Cette affaire a de quoi méduser! Depuis Vatican II, l'Église catholique a beaucoup investi pour se rapprocher de la communauté juive. Jean-Paul II, par exemple, parlait souvent de ses frères aînés. Et on ne compte plus le nombre de fois où Benoît XVI a réaffirmé l'amitié et le respect qu'il éprouve pour ses frères juifs. Lui, un pape allemand, ne s'est-il pas rendu à la synagogue de Cologne en 2005?

Mais alors..., comment interpréter l'affaire Williamson?

Un mur de réactions

Les réactions sont venues de partout. De la communauté juive, évidemment, mais aussi de la chancelière allemande Angela Merkel, et même d'une partie du clergé (notamment en Europe). Sans parler d'une pétition qui circule sur Internet, initiative de l'écrivain Jean-Claude Guillebaud.
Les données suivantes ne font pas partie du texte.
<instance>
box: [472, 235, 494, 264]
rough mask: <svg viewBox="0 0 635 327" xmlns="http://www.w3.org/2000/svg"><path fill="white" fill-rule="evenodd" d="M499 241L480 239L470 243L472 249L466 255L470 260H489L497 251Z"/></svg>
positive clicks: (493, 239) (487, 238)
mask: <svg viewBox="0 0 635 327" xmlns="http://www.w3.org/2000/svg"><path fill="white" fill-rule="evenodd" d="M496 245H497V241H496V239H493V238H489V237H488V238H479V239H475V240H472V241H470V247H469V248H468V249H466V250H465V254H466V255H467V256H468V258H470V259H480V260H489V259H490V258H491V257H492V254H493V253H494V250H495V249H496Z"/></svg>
Mais enfin, mercredi au Vatican, on faisait savoir que les déclarations de Mgr Williamson étaient parfaitement inacceptables et qu'il devra revenir publiquement et sans équivoque sur ses positions. Affaire terminée?

Ça fait déjà deux semaines que dure la tempête. Certains n'ont pas fini de s'interroger: à quoi Benoît XVI pensait-il en tendant la main aux intégristes catholiques? La réconciliation de la famille chrétienne doit-elle primer? Le geste de Benoît XVI a-t-il pour effet de banaliser le drame inoubliable qu'a traversé la communauté juive? Ou serait-ce une erreur « diplomatique »?

Certains parlent d'une tragique ambiguïté. D'autres, d'insensibilité. Peut-on imaginer, comme le soutient le Vatican, que Benoît XVI ignorait tout des propos de Mgr Williamson? Certains s'interrogent sur le sérieux du service diplomatique de l'Église. Ou du professionnalisme de certains membres de la curie et des conseillers du pape?

Malgré les excuses et les explications, le malaise demeure entier. Et maintenant, que doit faire Benoît XVI?